Zum Projekt
Das Internet und soziale Medien verbinden Menschen auf der ganzen Welt miteinander. Doch soziale Medien machen es nicht nur möglich zu verfolgen, was es Neues gibt bei Freunden und Verwandten, die im Ausland leben. Auch die Kommunikation zwischen Personen im direkten Wohnumfeld verändert sich in der digitalen Zeit.
Seit Kurzem wächst in Deutschland ein vielfältiges Angebot an digitalen Nachbarschaftsplattformen, welches vom selbst organisierten Stadtteilforum bis zur professionellen, bundesweiten Smartphone-App reicht. Ihre Gemeinsamkeit besteht in dem Ziel, Nachbarn besser miteinander zu vernetzen, sowohl digital als auch in der realen Welt.

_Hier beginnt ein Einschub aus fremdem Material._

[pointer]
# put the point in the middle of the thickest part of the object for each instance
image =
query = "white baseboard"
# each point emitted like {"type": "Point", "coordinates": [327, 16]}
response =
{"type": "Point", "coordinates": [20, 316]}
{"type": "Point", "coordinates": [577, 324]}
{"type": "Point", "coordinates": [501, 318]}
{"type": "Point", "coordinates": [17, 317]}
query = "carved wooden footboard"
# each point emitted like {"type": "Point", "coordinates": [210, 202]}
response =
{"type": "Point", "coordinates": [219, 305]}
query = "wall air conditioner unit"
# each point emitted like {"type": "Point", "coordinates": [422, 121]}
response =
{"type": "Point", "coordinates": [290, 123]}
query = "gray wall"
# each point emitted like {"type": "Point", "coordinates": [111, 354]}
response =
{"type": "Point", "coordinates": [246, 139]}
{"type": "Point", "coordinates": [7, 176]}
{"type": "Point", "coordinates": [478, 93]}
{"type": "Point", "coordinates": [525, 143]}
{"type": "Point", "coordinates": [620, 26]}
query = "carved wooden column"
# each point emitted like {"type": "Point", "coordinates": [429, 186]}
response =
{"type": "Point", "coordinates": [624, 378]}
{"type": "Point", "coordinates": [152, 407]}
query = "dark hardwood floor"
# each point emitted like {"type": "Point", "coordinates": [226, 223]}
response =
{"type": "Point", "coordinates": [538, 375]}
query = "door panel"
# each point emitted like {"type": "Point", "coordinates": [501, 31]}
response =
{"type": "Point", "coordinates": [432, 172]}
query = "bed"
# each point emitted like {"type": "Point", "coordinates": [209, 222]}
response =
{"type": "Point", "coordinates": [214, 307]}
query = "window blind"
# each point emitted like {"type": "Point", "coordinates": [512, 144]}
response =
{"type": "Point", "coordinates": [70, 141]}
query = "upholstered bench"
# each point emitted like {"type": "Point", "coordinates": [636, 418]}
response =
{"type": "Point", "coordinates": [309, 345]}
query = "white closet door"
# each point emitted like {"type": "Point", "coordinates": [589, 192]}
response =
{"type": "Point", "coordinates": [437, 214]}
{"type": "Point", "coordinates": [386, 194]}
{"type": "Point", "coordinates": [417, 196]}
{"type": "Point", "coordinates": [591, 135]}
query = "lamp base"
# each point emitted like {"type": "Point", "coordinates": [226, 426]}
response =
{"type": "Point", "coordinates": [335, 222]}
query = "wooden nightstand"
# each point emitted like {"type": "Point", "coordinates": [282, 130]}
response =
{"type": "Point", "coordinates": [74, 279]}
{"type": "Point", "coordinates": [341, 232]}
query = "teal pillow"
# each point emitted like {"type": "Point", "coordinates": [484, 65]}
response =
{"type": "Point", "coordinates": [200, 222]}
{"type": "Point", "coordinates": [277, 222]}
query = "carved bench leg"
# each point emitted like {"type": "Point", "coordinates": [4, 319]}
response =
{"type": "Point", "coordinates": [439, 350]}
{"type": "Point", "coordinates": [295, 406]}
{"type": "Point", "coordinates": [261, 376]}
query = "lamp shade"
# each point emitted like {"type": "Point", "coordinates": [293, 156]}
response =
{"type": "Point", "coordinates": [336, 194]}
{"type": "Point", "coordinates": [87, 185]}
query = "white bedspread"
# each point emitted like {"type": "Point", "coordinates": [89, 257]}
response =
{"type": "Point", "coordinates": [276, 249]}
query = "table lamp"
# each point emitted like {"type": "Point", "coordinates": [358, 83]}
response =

Auf den Nachbarschaftsplattformen bieten Anwohnerinnen und Anwohner eines Viertels Rat und Hilfe an, informieren einander über Nachrichten aus dem Quartier oder diskutieren über lokale Themen. Aus den digitalen Netzwerken können auch reale Kontakte vor Ort entstehen, etwa wenn Nutzer beschließen gemeinsame Aktionen zu organisieren, wie zum Beispiel ein Nachbarschaftsfest.
Obwohl sich digitale Nachbarschaftsplattformen immer größerer Beliebtheit erfreuen, ist bislang ist noch wenig bekannt über die Auswirkungen, die sie auf das soziale Zusammenleben in Nachbarschaften haben. Das Forschungsprojekt „Vernetze Nachbarn“ will diese Wissenslücke schließen. Dazu erstellt es einen umfassenden Überblick über die bestehende Landschaft digitaler Nachbarschaftsplattformen in Deutschland und untersucht in vier Quartieren das Verhältnis von digitaler und analoger Nachbarschaft.
Die gewonnen Erkenntnisse sollen sowohl einen wissenschaftlichen Beitrag leisten als auch in die kommunale Praxis getragen werden. Alle Zwischen- und Endergebnisse werden auf unserer Projektwebseite veröffentlicht.